Publicado por Sher Herrera en

ESCRITORA: SOFÍA LEÓN OÑATE

 

En el ambiente en el que me críe, no fui bella y la forma en que me educaron para relacionarme con la belleza estaba cimentada en ser agradable, deseable y sonreír. Sonreír como mandato para agradar, para mostrarse deseable. En contraposición, decidí fruncir el ceño y apretar los labios. No exhibir los dientes, que desde temprana edad eran definidos como grandes y desviados, de conejo. Reivindicar la rabia y la lectura como una forma de mostrarse interesante y mantenerse distante de los otros. Alaciar el cabello y glorificar la delgadez para acercarme a la belleza aspiracional de quien se sabe por fuera de los cánones hegemónicos, pero en disputa por la atención de otros. Creer, como se cree con fanatismo, en la idea de que la falla de adolecer de belleza, se compensa con ser interesante, ser desafiante.

La belleza era tremenda forma de poder, la forma de poder privilegiada para alentarme a su búsqueda por el sólo hecho de ser mujer. Un poder que no me posibilitaba ser, sino parecer, hacer sino atraer. Estas ideas sobre la belleza me hicieron crecer reforzando de manera contradictoria la dependencia, el narcicismo y la baja estima sobre mi imagen en el espejo. No podía verme como un todo, sino en partes minuciosamente evaluadas y escrutadas: boca, ojos, cabello, cintura, cadera, piel, rodillas, nariz. Como las partes no pasaban la prueba o sólo llegaban a aceptable, decidí mostrarme interesante. Otro performance en que se nos revela la belleza a las mujeres: mostrarse interesante, atrayente, sugestiva mediante la inquietud por el pensamiento, el cuestionamiento permanente y la actitud altiva.

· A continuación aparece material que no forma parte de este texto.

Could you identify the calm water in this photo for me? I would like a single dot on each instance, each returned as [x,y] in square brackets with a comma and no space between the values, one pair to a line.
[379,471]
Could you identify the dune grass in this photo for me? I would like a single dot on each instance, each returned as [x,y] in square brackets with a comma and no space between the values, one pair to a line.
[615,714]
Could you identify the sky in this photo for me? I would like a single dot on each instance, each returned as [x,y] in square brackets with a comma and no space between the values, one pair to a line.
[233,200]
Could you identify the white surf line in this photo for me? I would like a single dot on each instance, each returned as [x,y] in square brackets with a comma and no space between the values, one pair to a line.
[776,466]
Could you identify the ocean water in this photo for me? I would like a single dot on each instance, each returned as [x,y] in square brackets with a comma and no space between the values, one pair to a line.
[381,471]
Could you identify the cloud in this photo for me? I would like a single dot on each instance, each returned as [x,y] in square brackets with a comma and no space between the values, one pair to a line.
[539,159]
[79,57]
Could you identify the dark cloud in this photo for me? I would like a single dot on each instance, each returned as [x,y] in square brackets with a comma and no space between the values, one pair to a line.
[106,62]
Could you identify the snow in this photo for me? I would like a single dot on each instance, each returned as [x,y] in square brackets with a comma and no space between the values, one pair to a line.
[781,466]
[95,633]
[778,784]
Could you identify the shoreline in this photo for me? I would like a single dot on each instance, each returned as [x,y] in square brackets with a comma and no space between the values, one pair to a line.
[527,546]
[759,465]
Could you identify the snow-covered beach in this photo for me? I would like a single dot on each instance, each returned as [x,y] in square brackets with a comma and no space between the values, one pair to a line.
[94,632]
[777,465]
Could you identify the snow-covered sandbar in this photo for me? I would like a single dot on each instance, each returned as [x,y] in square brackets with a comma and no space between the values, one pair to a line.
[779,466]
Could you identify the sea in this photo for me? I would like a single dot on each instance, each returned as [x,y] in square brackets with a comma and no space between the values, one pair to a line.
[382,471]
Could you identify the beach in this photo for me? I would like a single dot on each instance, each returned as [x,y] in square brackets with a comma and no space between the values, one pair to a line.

En ambos casos, ser bella o ser interesante, el ideal de belleza –como decía Susan Sontag– me era administrado como una forma de auto-opresión, que para mí encarnaba dolor y culpa. Dolor no sólo por la ausencia de belleza, sino por las formas en que uno asocia las aspiraciones de ser bella con los rituales para alcanzarla: “para ser bella hay que ver estrellas”, “el que quiere marrones, aguanta tirones” y de ahí a poner la salud y la integridad en manos de la aspiración de la eterna búsqueda: dietas, brebajes alizantes, tirones de cera caliente, fajas asfixiantes, etc. Dolor por la ausencia del poder omnisciente: saberlo todo, leerlo todo, conocerlo todo. Dolor por una feminidad centrada en complacer, la mujer conforme, primorosa, hacendosa y dechado de virtudes, que nunca he sido. Dolor por estar lejos de los preceptos de belleza dominantes, que obvio tienen su carga racial y se alejan de la forma en que se ve mi cabello, mi nariz, mis labios, mis muslos, mi estatura.

 

Luego con el auge del ungüento salvador del amor propio, vino la culpa. El capitalismo ya adoptó el amor propio como un producto altamente comercial que nos empaquetan claro en campañas publicitarias, paquetes de masajes, vestuario y productos de belleza, pero también en las relaciones humanas: la solución a una ruptura amorosa, amor propio; el antídoto para las inseguridades, amor propio; la cura para la violencia patriarcal, amor propio. En fin, el amor propio vendido como receta hasta para la pobreza. No me faltaba belleza, ni ser interesante. Me faltaba el ungüento salvador del amor propio. Culpa por no saber amarme, tenerme, cuidarme. Culpa por que no amarse –nos han enseñado– es también no poder ser amada.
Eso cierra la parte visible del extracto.